O Código de Processo Civil assim estipula:

Art. 3º Não se excluirá da apreciação jurisdicional ameaça ou lesão a direito. § 1º É permitida a arbitragem, na forma da lei.

§ 2º O Estado promoverá, sempre que possível, a solução consensual dos conflitos.

§ 3º A conciliação, a mediação e outros métodos de solução consensual de conflitos deverão ser estimulados por juízes, advogados, defensores públicos e membros do Ministério Público, inclusive no curso do processo judicial. (BRASIL, 2015c, p. 138).

O novo CPC não se resume a pretensões principiológicas a favor da conciliação e da mediação seu escopo incorpora vários dispositivos (arts. 165-175) destinados a regulamentar as atividades de conciliadores e mediadores.

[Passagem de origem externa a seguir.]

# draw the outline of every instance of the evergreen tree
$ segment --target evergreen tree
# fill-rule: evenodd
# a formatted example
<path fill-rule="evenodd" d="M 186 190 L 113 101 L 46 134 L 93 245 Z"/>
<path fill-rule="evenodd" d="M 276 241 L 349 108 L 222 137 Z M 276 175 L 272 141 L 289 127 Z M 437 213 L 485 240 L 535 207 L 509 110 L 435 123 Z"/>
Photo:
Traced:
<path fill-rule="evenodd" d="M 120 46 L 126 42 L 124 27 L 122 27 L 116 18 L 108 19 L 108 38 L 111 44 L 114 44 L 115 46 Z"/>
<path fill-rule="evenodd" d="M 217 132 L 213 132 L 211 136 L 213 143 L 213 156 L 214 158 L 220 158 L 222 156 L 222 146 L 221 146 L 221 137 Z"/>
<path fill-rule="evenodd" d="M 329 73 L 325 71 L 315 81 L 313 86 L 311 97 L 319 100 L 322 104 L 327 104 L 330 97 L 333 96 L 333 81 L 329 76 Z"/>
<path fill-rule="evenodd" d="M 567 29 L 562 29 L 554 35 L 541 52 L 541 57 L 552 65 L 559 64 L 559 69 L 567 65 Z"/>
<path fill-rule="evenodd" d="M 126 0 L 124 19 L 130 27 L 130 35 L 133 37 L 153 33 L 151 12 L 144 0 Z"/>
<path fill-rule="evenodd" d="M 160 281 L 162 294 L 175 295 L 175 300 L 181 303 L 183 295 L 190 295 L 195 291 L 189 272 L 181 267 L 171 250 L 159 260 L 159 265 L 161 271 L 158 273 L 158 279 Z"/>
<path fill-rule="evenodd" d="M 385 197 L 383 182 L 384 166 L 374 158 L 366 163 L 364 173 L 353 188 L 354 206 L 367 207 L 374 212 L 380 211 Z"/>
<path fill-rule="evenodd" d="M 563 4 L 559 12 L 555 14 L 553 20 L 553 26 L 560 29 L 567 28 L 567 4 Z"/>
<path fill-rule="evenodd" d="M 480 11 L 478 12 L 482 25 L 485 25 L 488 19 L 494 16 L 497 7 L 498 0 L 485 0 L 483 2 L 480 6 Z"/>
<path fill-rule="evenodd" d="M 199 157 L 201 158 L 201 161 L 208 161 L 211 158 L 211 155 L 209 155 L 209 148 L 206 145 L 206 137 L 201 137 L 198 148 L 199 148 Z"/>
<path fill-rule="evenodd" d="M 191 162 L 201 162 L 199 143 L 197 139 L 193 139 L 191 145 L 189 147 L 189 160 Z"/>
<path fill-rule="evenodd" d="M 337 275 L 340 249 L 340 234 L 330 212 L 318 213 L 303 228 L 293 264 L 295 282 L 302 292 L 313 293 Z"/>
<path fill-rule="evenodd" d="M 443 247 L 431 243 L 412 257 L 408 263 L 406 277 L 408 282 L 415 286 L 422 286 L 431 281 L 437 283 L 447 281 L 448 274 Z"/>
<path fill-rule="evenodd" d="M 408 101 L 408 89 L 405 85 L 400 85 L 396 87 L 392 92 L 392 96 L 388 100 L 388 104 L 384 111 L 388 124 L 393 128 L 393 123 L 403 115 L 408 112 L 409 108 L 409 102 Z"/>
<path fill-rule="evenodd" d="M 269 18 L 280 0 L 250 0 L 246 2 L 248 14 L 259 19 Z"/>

Por uma questão temporal não foi possível desenvolver uma pesquisa que relacione a conciliação trabalhista com novo modelo de conciliação e mediação civil, é necessário um maior tempo de maturação do novo código para que observações possam ser realizadas e juízos de valor construídos acerca da inovação legislativa.

Por fim, para efeito da pesquisa entende-se a conciliação judicial trabalhista como um método célere de resolução da reclamação trabalhista por meio da transação e/ou renúncia de direitos.